Dans Le nouveau stagiaire, Nancy Meyers sort de sa retraite après 7 ans d’absence et passe à côté de son sujet sociétal (le retour à la vie active de nos aînés) pour favoriser la comédie de complicité intergénérationnelle. Robert De Niro y est comme anesthésié.
Synopsis : Ben Whittaker, un veuf de 70 ans s’aperçoit que la retraite ne correspond pas vraiment à l’idée qu’il s’en faisait. Dès que l’occasion se présente de reprendre du service, il accepte un poste de stagiaire sur un site Internet de mode, créé et dirigé par Jules Ostin.
Le nouveau stagiaire : bienveillance et sourires forcés
Critique : Après Les stagiaires, qui précipitait Owen Wilson et Vince Vaughn, deux quadragénaires au chômage, dans le monde high-tech (et édulcoré) de Google, pour un stage aux résonances d’un conflit des générations finalement bien peu éloquent, c’est au tour de la réalisatrice Nancy Meyers (Ce que veulent les femmes, avec Mel Gibson, et pléthore de comédies pour femmes de plus de 50 ans) de s’intéresser de près à la réinsertion des plus âgés de nos (in)actifs dans une société qui court après la cool-attitude.
Voici donc De Niro cachetonneur, dans le costume d’un pépé de 70 ans, tout dans la retenu pour une fois, qui retrouve la voie de l’entreprise contemporaine, via un programme de réinsertion des plus de 60 ans, qui propose des stages dans une société active, celle d’une comédie romantique peu crédible, qui les avaient oubliés.
L’idée de confronter son personnage aux nouvelles technologies, qui pourraient le conduire à des vertiges de stress, est surtout l’occasion de faire le catalogue de tous les petites choses à la mode… De l’ordinateur Apple à Instagram, en passant par Skype, et l’omniprésence du mobile, tout y passe. On retiendra donc que ce vétéran de l’entreprise apprend à ouvrir un compte Facebook grâce au tutorat de sa patronne complice jouée par Anne Hathaway. N’est-ce pas beau la misère cinématographique ?

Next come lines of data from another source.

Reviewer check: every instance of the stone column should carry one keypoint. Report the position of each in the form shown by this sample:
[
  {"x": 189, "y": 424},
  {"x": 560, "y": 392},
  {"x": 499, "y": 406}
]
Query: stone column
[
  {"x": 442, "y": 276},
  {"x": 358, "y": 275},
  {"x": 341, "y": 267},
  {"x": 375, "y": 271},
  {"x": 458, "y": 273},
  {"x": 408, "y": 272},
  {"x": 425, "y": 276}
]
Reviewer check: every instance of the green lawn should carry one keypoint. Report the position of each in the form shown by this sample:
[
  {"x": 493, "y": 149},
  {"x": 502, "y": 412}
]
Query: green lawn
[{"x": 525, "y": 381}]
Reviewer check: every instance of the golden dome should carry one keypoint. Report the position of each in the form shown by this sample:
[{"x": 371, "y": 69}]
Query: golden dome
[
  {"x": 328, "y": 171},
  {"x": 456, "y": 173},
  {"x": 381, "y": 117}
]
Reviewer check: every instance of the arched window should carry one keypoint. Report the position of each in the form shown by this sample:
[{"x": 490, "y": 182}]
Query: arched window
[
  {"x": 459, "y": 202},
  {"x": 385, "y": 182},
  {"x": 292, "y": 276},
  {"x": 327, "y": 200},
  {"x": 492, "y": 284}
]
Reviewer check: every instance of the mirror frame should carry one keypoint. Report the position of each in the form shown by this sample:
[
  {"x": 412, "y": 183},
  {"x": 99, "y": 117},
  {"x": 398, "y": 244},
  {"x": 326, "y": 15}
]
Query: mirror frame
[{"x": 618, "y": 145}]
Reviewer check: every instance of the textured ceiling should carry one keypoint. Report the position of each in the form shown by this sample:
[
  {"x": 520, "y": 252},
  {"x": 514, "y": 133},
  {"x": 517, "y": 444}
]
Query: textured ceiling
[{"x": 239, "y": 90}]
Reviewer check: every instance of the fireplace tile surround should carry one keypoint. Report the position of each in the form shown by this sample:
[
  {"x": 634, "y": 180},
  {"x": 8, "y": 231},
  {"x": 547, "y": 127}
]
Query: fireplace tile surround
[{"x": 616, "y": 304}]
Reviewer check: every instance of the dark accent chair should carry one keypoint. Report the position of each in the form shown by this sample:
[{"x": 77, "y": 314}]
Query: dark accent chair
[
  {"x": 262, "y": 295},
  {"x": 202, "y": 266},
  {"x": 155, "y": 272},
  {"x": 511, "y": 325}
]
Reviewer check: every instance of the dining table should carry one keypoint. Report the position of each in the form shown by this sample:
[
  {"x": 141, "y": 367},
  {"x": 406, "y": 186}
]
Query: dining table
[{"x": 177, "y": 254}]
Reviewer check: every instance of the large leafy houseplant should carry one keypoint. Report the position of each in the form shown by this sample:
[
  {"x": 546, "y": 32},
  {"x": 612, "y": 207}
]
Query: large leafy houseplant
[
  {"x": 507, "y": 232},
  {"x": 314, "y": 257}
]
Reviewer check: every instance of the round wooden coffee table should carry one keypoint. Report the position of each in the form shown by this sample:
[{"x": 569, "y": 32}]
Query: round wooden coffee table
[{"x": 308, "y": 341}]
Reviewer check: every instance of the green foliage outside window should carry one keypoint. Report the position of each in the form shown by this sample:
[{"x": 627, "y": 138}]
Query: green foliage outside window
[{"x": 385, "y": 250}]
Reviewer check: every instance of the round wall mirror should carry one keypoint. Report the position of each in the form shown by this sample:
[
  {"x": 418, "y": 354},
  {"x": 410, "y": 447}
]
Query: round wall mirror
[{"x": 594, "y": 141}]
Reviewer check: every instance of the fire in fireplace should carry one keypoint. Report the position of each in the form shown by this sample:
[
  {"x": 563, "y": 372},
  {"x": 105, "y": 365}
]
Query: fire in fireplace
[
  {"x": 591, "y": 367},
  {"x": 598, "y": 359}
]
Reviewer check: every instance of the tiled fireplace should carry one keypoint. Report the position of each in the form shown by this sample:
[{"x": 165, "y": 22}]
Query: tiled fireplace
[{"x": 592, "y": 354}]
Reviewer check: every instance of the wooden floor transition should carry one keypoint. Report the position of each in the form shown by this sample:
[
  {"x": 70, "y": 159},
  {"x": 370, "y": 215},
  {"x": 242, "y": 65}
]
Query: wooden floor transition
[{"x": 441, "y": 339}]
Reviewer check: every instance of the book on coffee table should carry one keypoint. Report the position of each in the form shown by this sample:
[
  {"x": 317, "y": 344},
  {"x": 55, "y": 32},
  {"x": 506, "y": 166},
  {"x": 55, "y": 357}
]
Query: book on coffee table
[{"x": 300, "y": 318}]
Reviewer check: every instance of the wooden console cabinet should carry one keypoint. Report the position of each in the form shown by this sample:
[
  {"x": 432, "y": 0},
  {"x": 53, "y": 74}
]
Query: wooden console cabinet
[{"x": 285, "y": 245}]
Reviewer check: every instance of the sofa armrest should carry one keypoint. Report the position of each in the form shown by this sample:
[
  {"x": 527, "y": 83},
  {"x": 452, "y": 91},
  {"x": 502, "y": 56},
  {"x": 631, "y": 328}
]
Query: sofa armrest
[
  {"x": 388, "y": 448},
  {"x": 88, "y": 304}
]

Anne Hathaway retrouve l’univers passablement requin de l’entreprise, qu’elle incarne, non pas en directrice autoritaire, comme dans le film Le diable s’habille en Prada où Meryl Streep lui en faisait voir de toutes les couleurs, mais en working girl investie qui n’a plus le temps de préserver sa famille, son époux en étant réduit au statut de house husband fade qui finira par la tromper…
Enième succès ronflant pour Nancy Meyers
Plus qu’une comédie de situation qui opposerait les générations, Le stagiaire est surtout un hymne à la complicité et à la bienveillance. Le regard paternel assumé, De Niro se glisse progressivement dans les sapes de l’ange gardien et du confident, ramenant la jeune femme à des valeurs familiales plus authentiques, où la gestion du temps et de l’autre devient essentielle.
Nancy Meyers sait parler à son public qui y trouvera un certain charme désuet, mais s’aliénera tous les autres qui espéraient éventuellement y trouver une (légère) réflexion sur la difficulté de vieillir dans une société liftée par les nouvelles technologies, où l’évanescence des modes évacue tous ceux qui sont hors du coup. Ce n’est ni truculent, ni mordant, juste aseptisé et somnolent.
Le public américain ne lui en a pas tiré rigueur. Comme tous les films guimauves de la cinéaste, Le stagiaire a été un beau succès, avec plus de 70 millions de dollars localement. En France, avec également plus de 400 000 entrées, Warner y a plus ou moins trouvé le compte.